08
Sep
Donald A. DePalma 8 September 2005
Filed under (Translation & Localization)
1 pepper rating

The presentation on the Global Initiative for Local Computing at the IUC28 came in a conference track dedicated to emerging markets. Schäler said that the typical software company would would disqualify localizing its products for developing and undeveloped markets due to the lack of projected return on investment.

What are the implications of not having modern software products available for less frequently spoken languages in developing markets? Schäler quoted David Brooks who contended that “languages not present in the digital world will soon become obsolete,” then drew a continuum that spelled out no market means no internationalization, no localization, no digital presence, and thus no survival. He asserted that current localization efforts focus on western languages and cultures, thus supporting their world view and leading to a situation where “dominant locales create a blanket, suffocating the rest.”

What will it take to bring at least the character support to these less economically viable languages and the countries where they’re spoken? Schäler asserted that it would take 700 years at the present development rate to encode the world’s remaining scripts in Unicode, but only a few million dollars to bring the Unicode foundation of an information society to these countries.

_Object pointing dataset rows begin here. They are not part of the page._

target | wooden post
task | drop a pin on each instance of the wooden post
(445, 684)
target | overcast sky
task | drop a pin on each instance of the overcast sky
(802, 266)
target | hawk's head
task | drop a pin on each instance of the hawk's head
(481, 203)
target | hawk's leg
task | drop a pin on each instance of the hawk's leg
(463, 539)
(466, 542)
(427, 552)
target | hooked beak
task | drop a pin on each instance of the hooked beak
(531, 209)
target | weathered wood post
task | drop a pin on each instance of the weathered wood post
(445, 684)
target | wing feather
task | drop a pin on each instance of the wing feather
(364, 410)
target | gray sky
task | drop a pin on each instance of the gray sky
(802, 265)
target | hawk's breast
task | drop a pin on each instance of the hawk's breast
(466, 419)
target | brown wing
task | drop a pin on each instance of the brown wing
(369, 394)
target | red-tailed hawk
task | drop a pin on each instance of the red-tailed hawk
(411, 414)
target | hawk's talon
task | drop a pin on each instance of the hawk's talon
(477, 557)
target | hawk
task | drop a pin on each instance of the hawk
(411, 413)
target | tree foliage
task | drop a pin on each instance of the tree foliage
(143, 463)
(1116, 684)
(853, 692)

Some support is available in the form of European Union and Canadian government programs, United Nations efforts, and work by companies like Hewlett Packard with its eInclusion program. The GILC program will supplement government, industry, and open-source projects by clarifying intellectual property rights, promoting local deveopment work, developing infrastructure, faciltating learning, and creating a repository of localized software. The GILC project intends to rally support for preserving languages in the digitized information age. Without active work, these languages will disappear along with the cultures and world views they represent.